More important, Wideclops was on christmas vacation, so couldn't can folks in December.
Unless they really work the "seasonal adjustment", I'd expect the real miserable number to be for January, when HR gets around to firing folks.
Posted by guest , Jan 09, 2009 11:42AM
@17
Are the labor numbers new to you. If they were double, would it be news to you. Point is everyone already knows this.
These idiots on tv/press just keep jawboning the same noise until everyone buys krugerands and hide in their basements.
How about a story like, we will lose another 5 million jobs, the economy will stabilize within a year, and things will start to return to normalcy.
@10 KMA
Posted by guest , Jan 09, 2009 11:43AM
stagggggflation wooooooooooooo!! watch it happen 6 months from now!

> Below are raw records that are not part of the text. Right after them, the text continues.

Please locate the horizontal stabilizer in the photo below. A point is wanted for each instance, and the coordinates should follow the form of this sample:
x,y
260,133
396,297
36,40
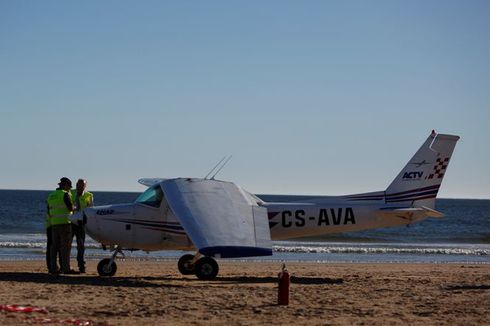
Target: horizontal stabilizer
x,y
150,181
220,218
410,213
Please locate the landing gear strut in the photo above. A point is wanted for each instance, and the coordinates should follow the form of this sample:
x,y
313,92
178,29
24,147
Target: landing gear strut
x,y
108,266
205,268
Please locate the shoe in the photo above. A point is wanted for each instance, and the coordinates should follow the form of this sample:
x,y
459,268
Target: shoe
x,y
71,272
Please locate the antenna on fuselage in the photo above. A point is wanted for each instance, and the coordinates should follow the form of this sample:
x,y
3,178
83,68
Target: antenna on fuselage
x,y
214,167
222,166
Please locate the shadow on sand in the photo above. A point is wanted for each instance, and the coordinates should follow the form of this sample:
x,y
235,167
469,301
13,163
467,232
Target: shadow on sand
x,y
467,287
149,281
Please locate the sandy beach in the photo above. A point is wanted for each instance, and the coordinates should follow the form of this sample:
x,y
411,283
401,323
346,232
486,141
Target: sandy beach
x,y
153,292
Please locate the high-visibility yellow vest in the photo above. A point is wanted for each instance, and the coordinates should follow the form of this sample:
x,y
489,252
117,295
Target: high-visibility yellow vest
x,y
58,212
86,199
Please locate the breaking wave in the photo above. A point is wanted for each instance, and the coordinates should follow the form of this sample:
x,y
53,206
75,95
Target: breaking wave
x,y
382,250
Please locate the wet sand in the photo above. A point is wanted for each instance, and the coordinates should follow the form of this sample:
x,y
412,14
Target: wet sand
x,y
154,293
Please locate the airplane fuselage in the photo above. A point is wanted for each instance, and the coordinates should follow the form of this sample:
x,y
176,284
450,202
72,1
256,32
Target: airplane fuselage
x,y
148,228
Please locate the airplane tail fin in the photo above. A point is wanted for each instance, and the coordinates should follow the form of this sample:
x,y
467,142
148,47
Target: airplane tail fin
x,y
418,182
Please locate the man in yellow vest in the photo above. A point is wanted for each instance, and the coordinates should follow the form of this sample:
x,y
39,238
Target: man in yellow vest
x,y
60,207
82,199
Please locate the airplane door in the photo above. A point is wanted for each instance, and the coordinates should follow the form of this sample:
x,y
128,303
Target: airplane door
x,y
148,219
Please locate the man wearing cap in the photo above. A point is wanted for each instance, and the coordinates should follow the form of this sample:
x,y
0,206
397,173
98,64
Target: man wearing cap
x,y
60,207
82,199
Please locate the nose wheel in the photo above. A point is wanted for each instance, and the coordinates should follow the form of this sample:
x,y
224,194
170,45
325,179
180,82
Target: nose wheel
x,y
108,266
205,268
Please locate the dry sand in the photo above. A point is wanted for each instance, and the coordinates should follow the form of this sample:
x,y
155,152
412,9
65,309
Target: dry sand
x,y
154,293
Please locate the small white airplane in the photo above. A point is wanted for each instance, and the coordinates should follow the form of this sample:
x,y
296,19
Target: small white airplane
x,y
220,219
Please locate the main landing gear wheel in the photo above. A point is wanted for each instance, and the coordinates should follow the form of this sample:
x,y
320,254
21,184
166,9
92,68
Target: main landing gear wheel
x,y
206,268
186,265
107,267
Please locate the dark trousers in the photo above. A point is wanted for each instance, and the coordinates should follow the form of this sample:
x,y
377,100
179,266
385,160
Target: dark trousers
x,y
60,244
49,238
78,231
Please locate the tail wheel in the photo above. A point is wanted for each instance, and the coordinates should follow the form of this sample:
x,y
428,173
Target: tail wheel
x,y
185,265
106,268
206,268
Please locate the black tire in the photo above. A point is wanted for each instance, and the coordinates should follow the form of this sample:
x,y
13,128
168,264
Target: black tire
x,y
185,266
105,268
206,268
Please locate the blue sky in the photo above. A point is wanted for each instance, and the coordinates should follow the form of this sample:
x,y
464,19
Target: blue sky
x,y
310,97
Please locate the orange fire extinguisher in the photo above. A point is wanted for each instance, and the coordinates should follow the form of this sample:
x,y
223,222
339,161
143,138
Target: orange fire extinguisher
x,y
283,288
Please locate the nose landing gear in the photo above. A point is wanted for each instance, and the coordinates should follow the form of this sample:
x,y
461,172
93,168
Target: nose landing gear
x,y
108,266
205,268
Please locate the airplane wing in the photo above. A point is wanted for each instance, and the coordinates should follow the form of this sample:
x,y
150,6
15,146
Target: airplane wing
x,y
410,213
150,181
220,218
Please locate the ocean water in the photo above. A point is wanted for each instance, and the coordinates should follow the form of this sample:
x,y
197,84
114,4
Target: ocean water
x,y
462,236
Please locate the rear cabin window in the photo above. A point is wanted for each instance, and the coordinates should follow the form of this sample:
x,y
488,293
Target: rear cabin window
x,y
152,196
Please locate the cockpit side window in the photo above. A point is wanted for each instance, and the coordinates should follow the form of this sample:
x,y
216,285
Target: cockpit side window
x,y
152,196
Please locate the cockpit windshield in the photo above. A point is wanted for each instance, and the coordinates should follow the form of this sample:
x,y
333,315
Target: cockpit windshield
x,y
152,196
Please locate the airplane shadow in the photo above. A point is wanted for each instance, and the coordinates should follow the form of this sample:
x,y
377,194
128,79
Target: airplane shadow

Posted by guest , Jan 09, 2009 12:46PM
Bob Rubin - Why are you dogging Hostess Cupcakes? They are AMERICAN made and absolutely delicious. All of the ingredients that go into Hostess, Wonder, and Dolly Madison are from AMERICAN companies. 22,000 people are employed to bring AMERICANs Hostess, Wonder Bread, and Dolly Madison products.
Be nice, buy AMERICAN made products to keep AMERICANs employed.
Posted by guest , Jan 09, 2009 1:01PM
@18
Back to the yahooo boards.
Posted by guest , Jan 09, 2009 5:14PM
Why would Citigroup's layoffs factor into December's numbers? WARN act (mass layoffs) requires 60 days notice, so anyone laid off in December would technically be on payroll through February.
And since you can't claim unemployment benefits while you're receive severance, I would argue that the numbers are going to get much, much worse in 4-6 months.
Posted by guest , Jan 09, 2009 8:35PM
@18 - aren't you a little far from home?